所以解题的时候,我们要避免相同的组合出现.
解题思路:
看到这道题,首先第一想法应该是用递归来求解.如果要是用循环来求解,这个时间复杂度应该是比较恐怖了.并且,这个递归是一层一层往深处去走的,打个比方,我们一个循环,首先求得以1开始的看个数的combination,之后再求以2开始的,以此类推,所以开始是对n个数做DFS, n-1个数做DFS…所以应该是对n(n-1)…*1做DFS. 在程序中,我们可以加一些剪枝条件来减少程序时间.
时间复杂度:
在题目分析中,我们提到了对于对n,n-1,…,1做DFS,所以时间复杂度是O(n!)
代码如下:
class Solution {
public:
vector<vector<int> > combine(int n, int k) {
vector<vector<int>> ret;
if(n <= 0) //corner case invalid check
return ret;
vector<int> curr;
DFS(ret,curr, n, k, 1); //we pass ret as reference at here
return ret;
}
void DFS(vector<vector<int>>& ret, vector<int> curr, int n, int k, int level)
{
if(curr.size() == k)
{
ret.push_back(curr);
return;
}
if(curr.size() > k) // consider this check to save run time
return;
for(int i = level; i <= n; ++i)
{
curr.push_back(i);
DFS(ret,curr,n,k,i+1);
curr.pop_back();
}
}
};
Combination Sum
Given a set of candidate numbers (C) and a target number (T), find all unique combinations in C where the candidate numbers sums to T.
The same repeated number may be chosen from C unlimited number of times.
Note:
- All numbers (including target) will be positive integers.

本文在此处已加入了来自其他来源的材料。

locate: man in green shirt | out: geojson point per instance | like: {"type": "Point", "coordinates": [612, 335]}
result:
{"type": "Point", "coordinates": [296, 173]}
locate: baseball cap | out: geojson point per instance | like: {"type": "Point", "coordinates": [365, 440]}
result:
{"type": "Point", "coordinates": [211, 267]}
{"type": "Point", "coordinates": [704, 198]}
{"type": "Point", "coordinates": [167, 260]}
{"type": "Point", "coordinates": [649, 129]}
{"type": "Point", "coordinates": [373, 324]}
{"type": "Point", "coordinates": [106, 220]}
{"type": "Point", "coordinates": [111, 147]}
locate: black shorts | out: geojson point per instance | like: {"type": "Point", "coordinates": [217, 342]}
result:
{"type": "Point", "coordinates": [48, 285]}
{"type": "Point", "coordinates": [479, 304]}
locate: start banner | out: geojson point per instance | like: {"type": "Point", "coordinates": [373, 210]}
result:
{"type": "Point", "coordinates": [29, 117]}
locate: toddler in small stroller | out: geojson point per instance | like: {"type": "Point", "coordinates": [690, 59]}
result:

- Elements in a combination (a1, a2, … , ak) must be in non-descending order. (ie, a1 ≤ a2 ≤ … ≤ ak).
- The solution set must not contain duplicate combinations.
题目翻译:
给一个数组C和一个目标值T, 找出所有的满足条件的组合:使得组合里面的数字之和等于T,并且一些数字可以从C中午先选择。
注意:
所有给定的数字均为正整数.(这意味着我们加corner case invalid check的时候要加一条,如果给定T不是正整数,我们就没必要在往下进行了)
所有的答案组中要满足升序排列.
最后的答案数组不能包含重复答案.
题目分析:
这道题的大体思路和combination是相同的,不同的地方在于一个数字可以使用多次,这也造成了我们进行实现function的时候要注意的问题,也就是说,传入递归的参数不同于combination.
时间复杂度:
没什么好说的,和combination的时间复杂度是相同的.O(n!)
代码如下:
class Solution {
public:
vector<vector<int> > combinationSum(vector<int> &candidates, int target) {
vector<vector<int>> ret;
//corner case invalid check
if(candidates.size() == 0 || target < 0)
return ret;
vector<int> curr;
sort(candidates.begin(),candidates.end()); //because the requirments need the elements should be in non-descending order
BackTracking(ret,curr,candidates,target,0);
return ret;
}
/* we use reference at here because the function return type is 0, make the code understand easily */
void BackTracking(vector<vector<int>>& ret, vector<int> curr, vector<int> candidates, int target, int level)
{
if(target == 0)
{
ret.push_back(curr);
return;
}
else if(target < 0) //save time
return;
for(int i = level; i < candidates.size(); ++i)
{
target -= candidates[i];
curr.push_back(candidates[i]);
BackTracking(ret,curr,candidates,target,i); //unlike combination, we do not use i+1 because we can use the same number multiple times.
curr.pop_back();
target += candidates[i];
}
}
};
Combination Sum II
Given a collection of candidate numbers (C) and a target number (T), find all unique combinations in C where the candidate numbers sums to T.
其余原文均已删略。